NEW YORK, June 6 (UPI) -- U.S. TV newscaster and talk show host Barbara Walters apologized for using her influence to try to help a former top aide to Syrian President Bashar Assad.

The British newspaper The Daily Telegraph said e-mails showed Walters, of ABC News and the ABC-TV daytime talk show "The View," tried to help the 22-year-old daughter of Syrian U.N. Ambassador Bashar Jaafari get accepted into the Columbia University Graduate School of Journalism and get a CNN internship.

Walters wrote to CNN host Piers Morgan and to a professor at the school on behalf of Sheherazad Jaafari, 22, the newspaper said.

When confronted with the e-mails, obtained by a Syrian opposition group and viewed by the Telegraph, Walters admitted a conflict of interest and expressed "regret" for her actions.

Walters was ranked No. 34 on TV Guide's 50 Greatest TV Stars of All Time in 1996.

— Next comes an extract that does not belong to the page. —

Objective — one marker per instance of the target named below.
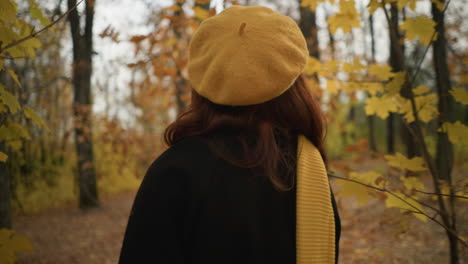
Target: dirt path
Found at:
(71, 236)
(370, 234)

Sheherazad Jaafari was a close media adviser to Assad who was "at his side" when Syrian troops stepped up their campaign of killing and repression of Syria's unarmed opposition, the Telegraph reported.

She would speak to him several times a day, sometimes calling him "the Dude" in her adopted American accent, the newspaper said, and was sometimes the only Syrian official present when Assad did interviews with Western journalists.

Her father began dealing with Walters late last year when ABC News lobbied for an interview with Assad.

Walters interviewed Assad in December -- his first with a U.S. TV network since the Arab spring. In the interview, he denied responsibility for the anti-opposition crackdown.

Sheherazad Jaafari and Walters stayed in close contact after the interview, the e-mails indicate, with the younger Jaafari calling Walters her "adopted mother" and Walters calling the young woman "dear girl."

Walters sometimes signed her e-mails, "Hugs, Barbara," the Telegraph said.

Jaafari did not ultimately get accepted by Columbia and did not get the CNN internship, the newspaper said.

In a statement, Walters said: "In the aftermath [of the Assad interview], Ms. Jaafari returned to the U.S. and contacted me looking for a job [at ABC News]. I told her that was a serious conflict of interest and that we would not hire her. I did offer to mention her to contacts at another media organization and in academia, though she didn't get a job or into school. In retrospect, I realize that this created a conflict and I regret that."

Neither ABC News, "The View," CNN, Columbia nor the Jaafaris had any immediate comment.